Kalau kalian menyukai buku Imperium III, maka kalian juga akan menyukai buku Eko laksono yang ini. jika pada buku sebelumnya Eko laksono menceritakan bagaimana kisah bangsa-bangsa besar dan peradaban-peradaban berkembang dari masa lalu, dibuku ini justru bercerita tentang kota-kota besar masa kini dengan kisah pencetus serta ide-ide bangsa besar ini yang awalnya terkesan utopis.
siapa sangka,adalah sesuatu yang ironis bahwa Eiffel awalnya hanya dibangun sementara sebagai "gerban masuk" (raksasa) Exposition Universelle 1889, dan dibenci oleh semua orang. Media membencinya, warga Paris membencinya. Begitupula Alexander Dumas dan Guy de Maupassant, penulis yang dikagumi Nietzsche. Maupassant bahkan suka makan siang dibawah Eiffel Tower karena di sana adalah satu-satunya tempat dia tidak akan bisa melihat menera metal raksasa itu. tapi seiring berjalannya waktu, orang-orang dari seluruh duni datang ke sini. setiap tahun kota itu dikunjungi 40 juta turis, terutama untuk menikmati keindahan kotanya, aura romantismenya, dan tentu saja Eiffel Tower-nya. Menciptakan sesuatu yang besar di sebuah kota tentunya selalu memerlukan perjuangan. (hal-31)
Kota bisa berubah dari yang tidak menyenangkan menjadi maju dan menyenangkan. dari yang sesak dan keras menjadi yang dipenuhi taman indah dan ruang publik, sehingga kota terkesan indang, lapang, hijau, dan menyenangkan, apalagi pada akhir minggu. dari yang tidak manusiawi dan tidak berempati pada warganya menjadi ramah dan santun, yang para pemimpingnya selalu mendengar aspirasi, keluhan, ide dan impian warga. dari yang membodohi dan hanya "memanfaatkan' warga untuk kepentingan sesaat menjadi mencerahkan, mencerdaskan, dan menghargai warga, kota yang demokratis. dari kota yang tidak bervisi, tidak tahu akan dibawa kemana, menjadi kota visioner yang tahu persis dan memiliki kepercayaan diri akan menjadi sehebat apa kota ini nantinya (hal:193)

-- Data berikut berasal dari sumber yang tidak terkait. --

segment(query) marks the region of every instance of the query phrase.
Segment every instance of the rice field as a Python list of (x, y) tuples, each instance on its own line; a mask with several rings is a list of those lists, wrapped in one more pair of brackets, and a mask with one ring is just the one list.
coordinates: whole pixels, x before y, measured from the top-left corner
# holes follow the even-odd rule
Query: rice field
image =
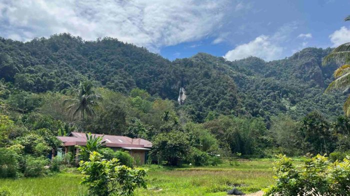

Bagiku buku ini sangat menarik dan sangat relevan dengan kondisi Indonesia saat ini. Kota-kota Indonesia seharusnya memiliki visi-visi besar seperti ini, menjadikan kotanya dicintai oleh warganya. Membuka banyak ruang-ruang publik untuk saling berinteraksi, menghadirkan akses-akses ilmu pengetahuan yang nyaman dan iklim demokreasi yang sehar, menghadirkan banyak tempat untuk menumbuhkan kreatifitas.